Max concurrent sessions5Oldest session is revoked when the limit is exceeded.

Account lockout

After 10 consecutive failed login attempts (configurable), the account is locked for 30 minutes (configurable). The lockout is per-email and resets on successful login.

User management

Admins can manage users through the admin panel in the UI:

  • View all users -- See email, role, status, and creation date.
  • Ban / unban users -- Prevent a user from logging in.
  • Promote / demote -- Change a user's app-level role between admin and user.
  • Set password -- Force a password reset.
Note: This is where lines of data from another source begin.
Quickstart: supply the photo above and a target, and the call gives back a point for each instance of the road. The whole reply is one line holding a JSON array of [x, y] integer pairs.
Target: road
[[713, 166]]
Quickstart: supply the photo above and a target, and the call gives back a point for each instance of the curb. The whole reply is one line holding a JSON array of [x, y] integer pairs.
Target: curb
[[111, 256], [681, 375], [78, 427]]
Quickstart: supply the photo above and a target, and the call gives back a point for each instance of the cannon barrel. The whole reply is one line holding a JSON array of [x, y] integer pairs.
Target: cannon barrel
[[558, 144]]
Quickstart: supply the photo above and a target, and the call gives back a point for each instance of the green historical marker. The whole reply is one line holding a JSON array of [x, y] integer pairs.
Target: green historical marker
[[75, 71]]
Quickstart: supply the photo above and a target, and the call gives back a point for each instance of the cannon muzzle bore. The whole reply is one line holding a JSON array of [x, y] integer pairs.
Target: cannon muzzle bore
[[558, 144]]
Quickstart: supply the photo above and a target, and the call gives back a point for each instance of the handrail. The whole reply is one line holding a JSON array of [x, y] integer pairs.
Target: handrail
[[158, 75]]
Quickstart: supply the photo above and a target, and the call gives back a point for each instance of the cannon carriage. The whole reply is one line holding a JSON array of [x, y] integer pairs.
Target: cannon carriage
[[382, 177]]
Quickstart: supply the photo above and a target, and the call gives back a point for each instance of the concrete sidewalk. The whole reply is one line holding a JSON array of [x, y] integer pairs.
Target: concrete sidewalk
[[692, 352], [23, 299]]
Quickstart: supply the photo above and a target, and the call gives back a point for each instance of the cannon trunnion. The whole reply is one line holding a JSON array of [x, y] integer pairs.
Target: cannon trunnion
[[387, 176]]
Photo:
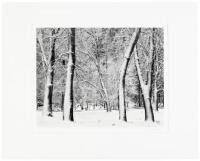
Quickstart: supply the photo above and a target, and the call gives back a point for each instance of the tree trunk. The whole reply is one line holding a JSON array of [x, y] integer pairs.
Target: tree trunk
[[155, 99], [68, 103], [149, 116], [146, 87], [122, 108], [48, 96]]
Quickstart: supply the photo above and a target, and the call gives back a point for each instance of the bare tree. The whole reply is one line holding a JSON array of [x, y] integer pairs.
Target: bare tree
[[146, 86], [129, 51], [69, 98], [48, 64]]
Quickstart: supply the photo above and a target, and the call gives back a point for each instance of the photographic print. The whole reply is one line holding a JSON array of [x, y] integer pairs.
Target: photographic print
[[100, 76]]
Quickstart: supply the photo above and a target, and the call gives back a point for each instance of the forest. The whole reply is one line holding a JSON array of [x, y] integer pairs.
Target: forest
[[100, 75]]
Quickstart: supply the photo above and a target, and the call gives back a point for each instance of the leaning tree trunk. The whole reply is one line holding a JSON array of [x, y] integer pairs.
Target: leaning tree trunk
[[68, 102], [146, 88], [48, 95], [133, 42], [155, 98]]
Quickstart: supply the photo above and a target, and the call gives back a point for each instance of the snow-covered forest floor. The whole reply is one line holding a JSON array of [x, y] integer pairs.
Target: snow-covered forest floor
[[98, 118]]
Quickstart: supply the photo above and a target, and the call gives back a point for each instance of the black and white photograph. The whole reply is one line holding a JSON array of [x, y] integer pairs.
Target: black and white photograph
[[111, 80], [100, 76]]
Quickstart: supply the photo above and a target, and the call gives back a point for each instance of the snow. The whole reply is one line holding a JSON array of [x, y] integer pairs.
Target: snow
[[97, 118]]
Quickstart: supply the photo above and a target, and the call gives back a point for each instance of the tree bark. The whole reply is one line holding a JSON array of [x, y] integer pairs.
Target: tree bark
[[133, 42], [48, 95], [146, 87], [69, 98]]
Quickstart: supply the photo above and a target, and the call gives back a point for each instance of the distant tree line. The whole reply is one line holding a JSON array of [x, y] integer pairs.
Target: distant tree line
[[104, 68]]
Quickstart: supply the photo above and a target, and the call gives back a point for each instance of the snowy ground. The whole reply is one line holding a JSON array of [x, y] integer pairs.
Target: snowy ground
[[97, 118]]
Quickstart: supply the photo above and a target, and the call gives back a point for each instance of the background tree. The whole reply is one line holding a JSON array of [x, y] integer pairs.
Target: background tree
[[129, 51]]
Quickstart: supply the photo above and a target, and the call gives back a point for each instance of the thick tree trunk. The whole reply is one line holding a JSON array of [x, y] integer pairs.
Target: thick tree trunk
[[122, 108], [146, 88], [155, 99], [69, 98], [48, 96], [47, 108], [149, 116]]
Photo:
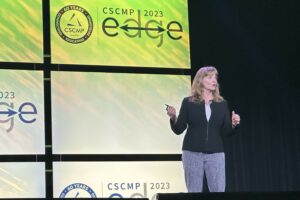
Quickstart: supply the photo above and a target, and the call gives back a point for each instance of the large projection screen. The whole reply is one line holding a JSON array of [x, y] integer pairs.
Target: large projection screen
[[21, 35], [120, 33], [117, 179], [22, 112], [22, 180], [115, 113]]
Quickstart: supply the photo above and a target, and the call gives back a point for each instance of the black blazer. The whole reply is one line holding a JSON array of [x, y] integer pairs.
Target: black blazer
[[202, 135]]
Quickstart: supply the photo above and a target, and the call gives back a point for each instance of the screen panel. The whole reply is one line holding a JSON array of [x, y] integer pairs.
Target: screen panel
[[120, 33], [117, 179], [115, 113], [21, 35], [21, 112], [22, 180]]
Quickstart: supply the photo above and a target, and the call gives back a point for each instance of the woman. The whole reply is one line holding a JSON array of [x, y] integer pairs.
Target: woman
[[206, 116]]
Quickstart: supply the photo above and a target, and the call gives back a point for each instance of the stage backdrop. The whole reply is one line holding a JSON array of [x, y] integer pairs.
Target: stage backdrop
[[117, 179], [21, 35], [22, 180], [123, 33], [21, 112], [115, 113]]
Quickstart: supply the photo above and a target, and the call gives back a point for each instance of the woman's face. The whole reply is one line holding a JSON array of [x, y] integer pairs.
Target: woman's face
[[210, 82]]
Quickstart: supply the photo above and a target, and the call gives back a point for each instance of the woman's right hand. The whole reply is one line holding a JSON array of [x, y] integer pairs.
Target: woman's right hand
[[171, 111]]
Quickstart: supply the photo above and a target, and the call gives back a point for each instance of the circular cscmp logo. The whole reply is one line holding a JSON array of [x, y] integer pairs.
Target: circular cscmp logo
[[77, 190], [74, 24]]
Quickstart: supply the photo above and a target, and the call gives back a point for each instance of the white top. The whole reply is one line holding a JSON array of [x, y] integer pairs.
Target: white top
[[207, 110]]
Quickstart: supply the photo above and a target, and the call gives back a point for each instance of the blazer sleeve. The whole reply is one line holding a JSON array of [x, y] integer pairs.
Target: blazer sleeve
[[180, 124]]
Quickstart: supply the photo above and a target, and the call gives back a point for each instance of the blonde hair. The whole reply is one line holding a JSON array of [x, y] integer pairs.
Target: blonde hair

The user will be required to change their password on next login.
  • Approve pending users -- When admin approval is required, approve or reject new signups.

Data directory considerations

Auth mode can only be enabled on a fresh data directory or one that already has auth tables. You cannot enable auth mode on an existing single-user data directory that contains agents -- the startup validation will reject it to prevent orphaned agent data that no user owns.

If you are migrating from single-user to auth mode, start with a clean data directory.

Docker Compose example

A complete production-ready docker-compose.yml with auth mode, OIDC, and trusted origins:

services:
  superagent:
    image: ghcr.io/skillfulagents/superagent:main-auth
    restart: unless-stopped
    network_mode: host
    volumes:
      - /var/run/docker.sock:/var/run/docker.sock
      - /data/superagent:/data/superagent
    environment:
      - SUPERAGENT_DATA_DIR=/data/superagent
      - ANTHROPIC_API_KEY=${ANTHROPIC_API_KEY}
      - PORT=47891
      - AUTH_MODE=true
      - BETTER_AUTH_SECRET=${BETTER_AUTH_SECRET}
      - TRUSTED_ORIGINS=https://superagent.example.com
      - AUTH_PROVIDERS_JSON=${AUTH_PROVIDERS_JSON:-}

Limitations

  • Auth mode is web/Docker only. The Electron desktop app does not support auth mode. If AUTH_MODE=true is set in an Electron environment, it is ignored with a warning.
  • OIDC providers are configured at deployment time. Provider credentials are passed through environment variables, not through the admin UI. This keeps secrets out of the application database.